If an Activision studio hasn’t proven its worth, it won’t be creating a new IP.
Activision CEO Bobby Kotick says it likes the company’s studios to retain their identities, but they might have to earn the right to do so first. Despite criticizing EA for not allowing its studios to retain their “independent vision,” that same vision at Activision appears to come with a cost.
Speaking in Edge magazine, Kotick says that studios usually have to be “successful” to be able to go and create a new IP. “In the last year, we’ve taken four or five big bets – Singularity, Prototype, DJ Hero and Blur were completely new,” he said. “That’s more than we usually would do, but in each case there was a very good reason why the developer chose to do it.”

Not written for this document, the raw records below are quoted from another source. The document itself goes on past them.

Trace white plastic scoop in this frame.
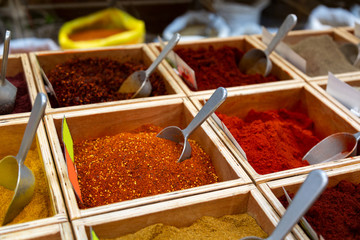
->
[157,87,227,162]
[239,14,297,76]
[0,30,17,115]
[240,170,328,240]
[0,93,47,225]
[303,132,360,165]
[118,33,180,98]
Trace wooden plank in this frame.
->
[309,75,360,124]
[149,36,302,96]
[258,164,360,239]
[45,98,251,219]
[0,54,37,121]
[29,44,185,116]
[73,184,294,239]
[251,28,360,81]
[190,83,360,184]
[0,118,67,235]
[0,222,74,240]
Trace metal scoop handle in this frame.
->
[16,93,47,165]
[267,170,328,240]
[0,30,11,86]
[145,33,180,78]
[183,87,227,139]
[264,14,297,56]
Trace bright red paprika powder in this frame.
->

But these IPs aren’t just given away. “Our process isn’t that we say, ‘Neversoft, you make a new IP,'” he continued. “When they wanted to make Gun, they certainly earned the right to make new IP. They came in and said, ‘This is our idea,’ and we provide a lot of the research that will tell them how to think about the product.”
“Then they go off and make the game they want to make, and we try and be supportive. You have to earn the right to do that, so it’s usually the really successful studios that get the right.”
He then says that typically Activision’s successful studios haven’t wanted to make anything else other than what made them popular. “The really insightful developers realise that the pathway to innovation is greater from a proven property that has an audience… There are so few new IPs that are introduced successfully.”
Doesn’t this sound a little bit like Activision allows an “independent vision” with reluctance? It’s smart business sense, but with Kotick saying that EA stifles its studios by making them follow EA’s rules, it seems somewhat hypocritical from a company doing that appears to be the same thing.